Nilto Maciel
Homens de negócios
A alta do dólar
deixou Adão muito feliz. Aquilo merecia comemoração. E convidou sua
mulher para jantarem fora. No Restaurante Business.
A felicidade do
marido de pronto contagiou Cândida. Nem queria saber que mecanismos
da economia haviam levado dinheiro aos bolsos de Adão. Importavam o
presente e o futuro próximo: o jantar e mais jóias, vestidos,
viagens...
Sentaram-se à
mesa e trocavam idéias sobre o primeiro drinque. Ele preferia
uísque. Ela pensava em champanhe, vinho ou licor.
Passava próximo
à mesa deles o colunista social Patrício. E parou para
cumprimentá-los.
– Já me falaram
de sua vitória de hoje. Parabéns!
Adão sorriu e
disse duas ou três palavras sem sentido aparente. O outro seguiu em
frente.
– Não sei como
ele vai conseguir ler aquele livro.
– Que livro?
– Você não viu?
Patrício
conduzia um livro de título em inglês. Com certeza sobre economia.
Finalmente
decidida pelo champanhe, Cândida voltou a sorrir. Os olhos de Adão
não a viam, porém. Preferiam ver as pessoas em volta de outra mesa.

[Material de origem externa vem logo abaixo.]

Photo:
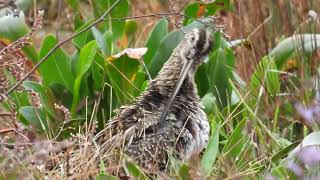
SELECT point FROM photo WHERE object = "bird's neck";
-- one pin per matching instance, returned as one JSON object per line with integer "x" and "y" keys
{"x": 169, "y": 75}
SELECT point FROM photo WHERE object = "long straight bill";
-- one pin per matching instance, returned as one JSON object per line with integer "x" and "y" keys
{"x": 185, "y": 69}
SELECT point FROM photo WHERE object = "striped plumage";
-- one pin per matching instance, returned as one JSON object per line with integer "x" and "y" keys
{"x": 147, "y": 137}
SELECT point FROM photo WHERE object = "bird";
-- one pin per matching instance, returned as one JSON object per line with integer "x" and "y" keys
{"x": 167, "y": 118}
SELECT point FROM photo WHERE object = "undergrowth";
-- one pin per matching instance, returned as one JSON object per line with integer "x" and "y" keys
{"x": 65, "y": 71}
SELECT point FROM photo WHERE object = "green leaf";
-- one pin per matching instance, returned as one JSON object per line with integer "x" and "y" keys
{"x": 131, "y": 28}
{"x": 12, "y": 29}
{"x": 265, "y": 75}
{"x": 57, "y": 68}
{"x": 312, "y": 139}
{"x": 98, "y": 72}
{"x": 208, "y": 102}
{"x": 219, "y": 69}
{"x": 300, "y": 42}
{"x": 235, "y": 141}
{"x": 122, "y": 73}
{"x": 211, "y": 151}
{"x": 84, "y": 37}
{"x": 108, "y": 37}
{"x": 157, "y": 33}
{"x": 202, "y": 80}
{"x": 86, "y": 57}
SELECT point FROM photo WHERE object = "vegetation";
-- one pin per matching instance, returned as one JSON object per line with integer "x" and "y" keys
{"x": 65, "y": 71}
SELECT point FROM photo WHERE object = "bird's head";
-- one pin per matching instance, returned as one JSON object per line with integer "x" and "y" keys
{"x": 196, "y": 45}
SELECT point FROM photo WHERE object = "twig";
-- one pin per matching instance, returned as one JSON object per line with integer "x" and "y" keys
{"x": 5, "y": 114}
{"x": 101, "y": 18}
{"x": 58, "y": 19}
{"x": 5, "y": 131}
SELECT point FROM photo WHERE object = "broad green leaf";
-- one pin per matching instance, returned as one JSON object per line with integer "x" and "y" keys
{"x": 219, "y": 69}
{"x": 157, "y": 33}
{"x": 12, "y": 29}
{"x": 208, "y": 102}
{"x": 265, "y": 75}
{"x": 131, "y": 28}
{"x": 57, "y": 68}
{"x": 122, "y": 73}
{"x": 87, "y": 54}
{"x": 84, "y": 37}
{"x": 211, "y": 151}
{"x": 300, "y": 42}
{"x": 235, "y": 141}
{"x": 312, "y": 139}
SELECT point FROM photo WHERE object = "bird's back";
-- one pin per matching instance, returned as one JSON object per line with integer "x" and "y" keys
{"x": 140, "y": 130}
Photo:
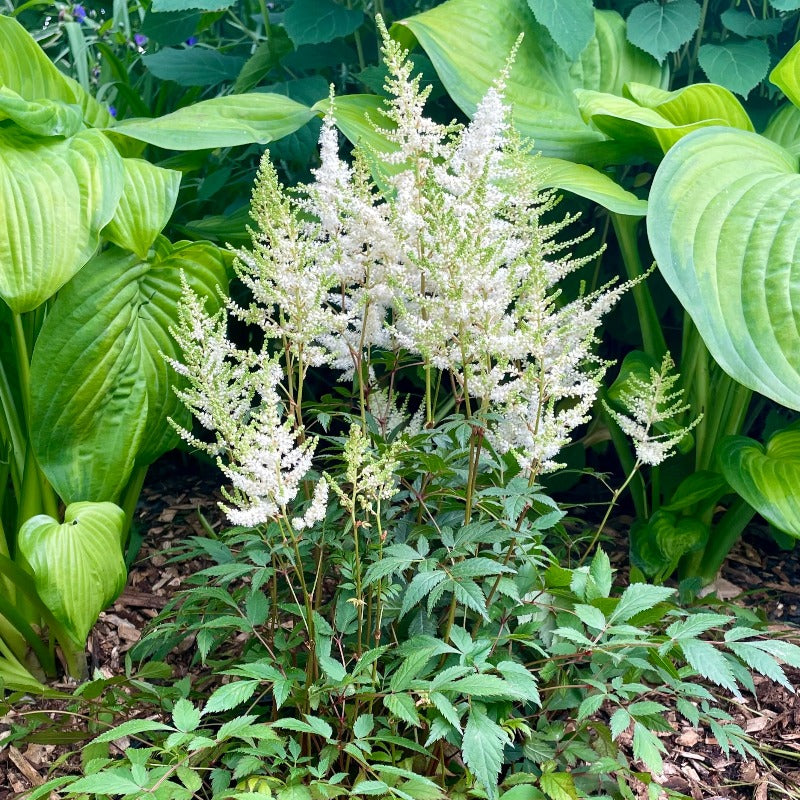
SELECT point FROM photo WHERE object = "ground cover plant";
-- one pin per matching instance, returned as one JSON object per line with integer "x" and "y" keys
{"x": 408, "y": 633}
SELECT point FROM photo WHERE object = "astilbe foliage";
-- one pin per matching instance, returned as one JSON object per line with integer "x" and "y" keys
{"x": 402, "y": 618}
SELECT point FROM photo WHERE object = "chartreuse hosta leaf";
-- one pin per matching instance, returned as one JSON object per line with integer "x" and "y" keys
{"x": 723, "y": 223}
{"x": 237, "y": 119}
{"x": 56, "y": 196}
{"x": 29, "y": 73}
{"x": 353, "y": 113}
{"x": 77, "y": 565}
{"x": 768, "y": 476}
{"x": 148, "y": 198}
{"x": 652, "y": 120}
{"x": 101, "y": 391}
{"x": 469, "y": 48}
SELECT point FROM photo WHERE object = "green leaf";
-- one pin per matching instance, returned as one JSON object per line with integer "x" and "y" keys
{"x": 766, "y": 477}
{"x": 317, "y": 21}
{"x": 27, "y": 71}
{"x": 183, "y": 5}
{"x": 131, "y": 728}
{"x": 40, "y": 117}
{"x": 193, "y": 66}
{"x": 101, "y": 391}
{"x": 77, "y": 565}
{"x": 729, "y": 255}
{"x": 661, "y": 28}
{"x": 739, "y": 66}
{"x": 558, "y": 786}
{"x": 569, "y": 22}
{"x": 55, "y": 198}
{"x": 185, "y": 716}
{"x": 230, "y": 695}
{"x": 639, "y": 597}
{"x": 783, "y": 128}
{"x": 403, "y": 707}
{"x": 707, "y": 661}
{"x": 148, "y": 198}
{"x": 785, "y": 74}
{"x": 744, "y": 24}
{"x": 256, "y": 118}
{"x": 482, "y": 748}
{"x": 542, "y": 79}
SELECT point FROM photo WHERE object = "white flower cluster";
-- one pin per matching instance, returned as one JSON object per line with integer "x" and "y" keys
{"x": 450, "y": 263}
{"x": 234, "y": 395}
{"x": 653, "y": 406}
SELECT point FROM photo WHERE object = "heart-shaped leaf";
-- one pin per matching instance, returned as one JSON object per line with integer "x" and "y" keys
{"x": 28, "y": 72}
{"x": 148, "y": 198}
{"x": 766, "y": 477}
{"x": 101, "y": 391}
{"x": 256, "y": 118}
{"x": 469, "y": 48}
{"x": 55, "y": 198}
{"x": 77, "y": 565}
{"x": 723, "y": 223}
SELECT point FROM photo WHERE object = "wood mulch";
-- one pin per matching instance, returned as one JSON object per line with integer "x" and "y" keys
{"x": 757, "y": 575}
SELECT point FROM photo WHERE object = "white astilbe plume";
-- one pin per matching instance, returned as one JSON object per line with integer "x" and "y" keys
{"x": 234, "y": 395}
{"x": 653, "y": 407}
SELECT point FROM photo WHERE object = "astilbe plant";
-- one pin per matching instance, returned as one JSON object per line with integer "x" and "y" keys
{"x": 406, "y": 630}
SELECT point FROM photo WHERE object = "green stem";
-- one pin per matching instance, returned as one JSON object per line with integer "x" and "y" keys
{"x": 131, "y": 497}
{"x": 626, "y": 229}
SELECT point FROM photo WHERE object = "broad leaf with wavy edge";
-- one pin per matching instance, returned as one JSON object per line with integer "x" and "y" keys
{"x": 353, "y": 112}
{"x": 56, "y": 196}
{"x": 228, "y": 121}
{"x": 77, "y": 565}
{"x": 766, "y": 477}
{"x": 148, "y": 199}
{"x": 27, "y": 71}
{"x": 101, "y": 391}
{"x": 723, "y": 224}
{"x": 469, "y": 48}
{"x": 651, "y": 120}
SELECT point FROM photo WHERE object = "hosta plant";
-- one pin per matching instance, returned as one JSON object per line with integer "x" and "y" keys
{"x": 406, "y": 632}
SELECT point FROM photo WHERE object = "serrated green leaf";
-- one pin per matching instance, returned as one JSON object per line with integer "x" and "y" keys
{"x": 739, "y": 66}
{"x": 661, "y": 28}
{"x": 403, "y": 707}
{"x": 639, "y": 597}
{"x": 482, "y": 748}
{"x": 570, "y": 23}
{"x": 706, "y": 660}
{"x": 185, "y": 715}
{"x": 230, "y": 695}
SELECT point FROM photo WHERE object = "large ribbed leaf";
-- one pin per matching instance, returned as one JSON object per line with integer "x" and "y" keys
{"x": 56, "y": 195}
{"x": 723, "y": 223}
{"x": 353, "y": 113}
{"x": 77, "y": 565}
{"x": 469, "y": 41}
{"x": 101, "y": 390}
{"x": 148, "y": 198}
{"x": 767, "y": 477}
{"x": 651, "y": 120}
{"x": 27, "y": 71}
{"x": 228, "y": 121}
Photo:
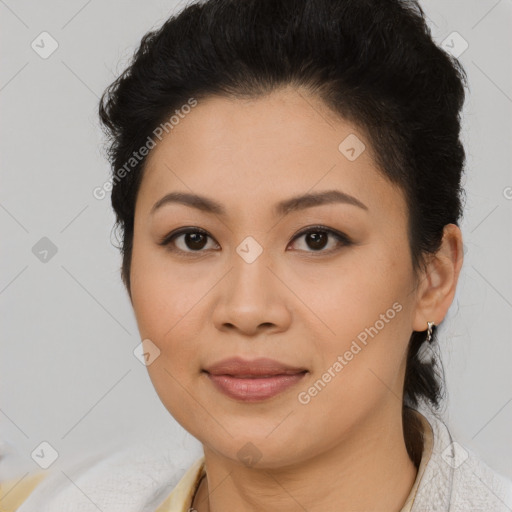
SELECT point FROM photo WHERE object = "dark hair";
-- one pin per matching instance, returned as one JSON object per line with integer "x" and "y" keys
{"x": 373, "y": 62}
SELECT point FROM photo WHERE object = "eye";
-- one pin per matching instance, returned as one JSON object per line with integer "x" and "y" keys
{"x": 317, "y": 238}
{"x": 194, "y": 240}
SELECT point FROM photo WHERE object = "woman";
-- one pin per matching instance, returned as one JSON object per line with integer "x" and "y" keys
{"x": 287, "y": 180}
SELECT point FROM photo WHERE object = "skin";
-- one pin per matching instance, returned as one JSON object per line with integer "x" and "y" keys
{"x": 344, "y": 450}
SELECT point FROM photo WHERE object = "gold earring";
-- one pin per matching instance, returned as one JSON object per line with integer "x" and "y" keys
{"x": 430, "y": 326}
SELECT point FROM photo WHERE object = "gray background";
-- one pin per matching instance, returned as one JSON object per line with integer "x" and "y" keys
{"x": 67, "y": 369}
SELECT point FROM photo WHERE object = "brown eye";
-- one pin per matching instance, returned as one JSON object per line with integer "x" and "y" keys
{"x": 187, "y": 240}
{"x": 316, "y": 239}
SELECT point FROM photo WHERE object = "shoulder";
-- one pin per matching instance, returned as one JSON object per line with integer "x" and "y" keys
{"x": 457, "y": 479}
{"x": 134, "y": 478}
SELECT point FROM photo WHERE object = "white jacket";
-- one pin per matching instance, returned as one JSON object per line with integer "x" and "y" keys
{"x": 139, "y": 478}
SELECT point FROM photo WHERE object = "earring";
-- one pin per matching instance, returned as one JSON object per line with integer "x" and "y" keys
{"x": 430, "y": 325}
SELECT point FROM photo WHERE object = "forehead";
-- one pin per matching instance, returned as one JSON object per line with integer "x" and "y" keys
{"x": 280, "y": 145}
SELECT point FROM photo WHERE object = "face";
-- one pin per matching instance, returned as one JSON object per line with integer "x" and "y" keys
{"x": 323, "y": 286}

Pareciam muito mais alegres que sua mulherzinha. Especialmente o
colunista.
– Ele está
falando de nós dois.
– Quem, meu
bem?
Esvaziada sua
taça, Adão perguntou se seria conveniente tomar outro uísque.
– E o jantar?
Ele nem
percebeu o sentido da pergunta. Olhava para os movimentos de
Patrício. Levantara-se, afastara a cadeira e caminhava no rumo
deles.
– Ele está
vindo para cá.
– Quem, meu
bem?
O colunista
queria apresentá-los a uns amigos. Ora, a noite devia ser de muita
alegria. Por que não se juntarem todos?
– Vamos então
para a mesa de vocês.
Cândida sorriu.
Seu champanhe já devia estar morno. As grandes letras do livro de
Patrício brilhavam: Galbraith ou Gallbrat?
Chegados à
grande mesa, o colunista tratou de apresentar Adão e Cândida aos
outros. Eram três senhores: Fausto, Celestino e Petrônio. Fumavam e
bebiam. Uma garrafa de uísque quase vazia balançava no centro da
mesa. O odor de cigarros fumados infestava o ar. Os cinzeiros
estavam repletos de pontas.
Não havia
nenhum indício de que fossem jantar. O garçom não parava de servir
bebidas. Das bocas dos homens os sons irrompiam feito lavas. Como se
ninguém ouvisse ninguém. E ora riam, ora pareciam zangados.
– Vamos sair
daqui, meu bem – murmurou Cândida. – Estou tão cansada...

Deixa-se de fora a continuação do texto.